An example of meta-data for the design would be:
sampleName, caseOrControl, age
sample1, "Case", 39
sample2, "Control", 56
Where caseOrControl is my phenotype of interest (diseased or healthy) and age a covariate I want to correct for.
Example of my data:
probe, sample1, sample2
probeA, 0.97, 1.24
probeB, 1.45, 2.20
...
An example command to find if one of my probes is differentially methylated between cases and controls could be:
fit1 <- lmFit(object=data, design=~ caseOrControl + age) ## design contains case/control and age
bayesFit <- eBayes(fit1)
fitResults <- topTable(bayesFit, coef=caseOrControl, number=Inf, adjust.method="BH", p.value=1)
From my understanding of lmFit, the three lines above provide me with the probability of each probe being differentially methylated between cases and controls, adjusting for age.
For my work, however, I need to have (for plotting and further processing) the matrix of values just corrected for age.
What I am doing now to obtain it, is doing another fit excluding the phenotype (case or control) from the design, and saving the residuals matrix.
fit2 <- lmFit(object=data, design=~ age) ## design contains only the covariate age
correctedValues2 <- residuals.MArrayLM(object=fit2, y=data) ## values corrected for age
Is there a way to obtain the matrix above from the first fit1 object described above? ( fit1 <- lmFit(object=data, design=~ caseOrControl + age) )
If I am not misunderstood, the lines:
fit1 <- lmFit(object=data, design=~ caseOrControl + age)

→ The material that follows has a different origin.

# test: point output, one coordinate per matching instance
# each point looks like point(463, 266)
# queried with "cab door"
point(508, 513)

correctedValues1 <- residuals.MArrayLM(object=fit1, y=data)
would give me the values corrected for age *and* case/control, which in my mind, somehow erases the biological signal (corrects away the difference between cases and controls).
On the other hand, if the correction above (with a design including case/control status) erases or muddles the biological signal, then how could eBayes and topTable then extract that signal?...
I've been unable to find a good, clear example on the topic, so I hope that refining this rough question, and maybe receive pointers to a good example, may help other beginner users in the future.
Hi Gordon, what if a covariate (which I think including confounders) is repeated measure?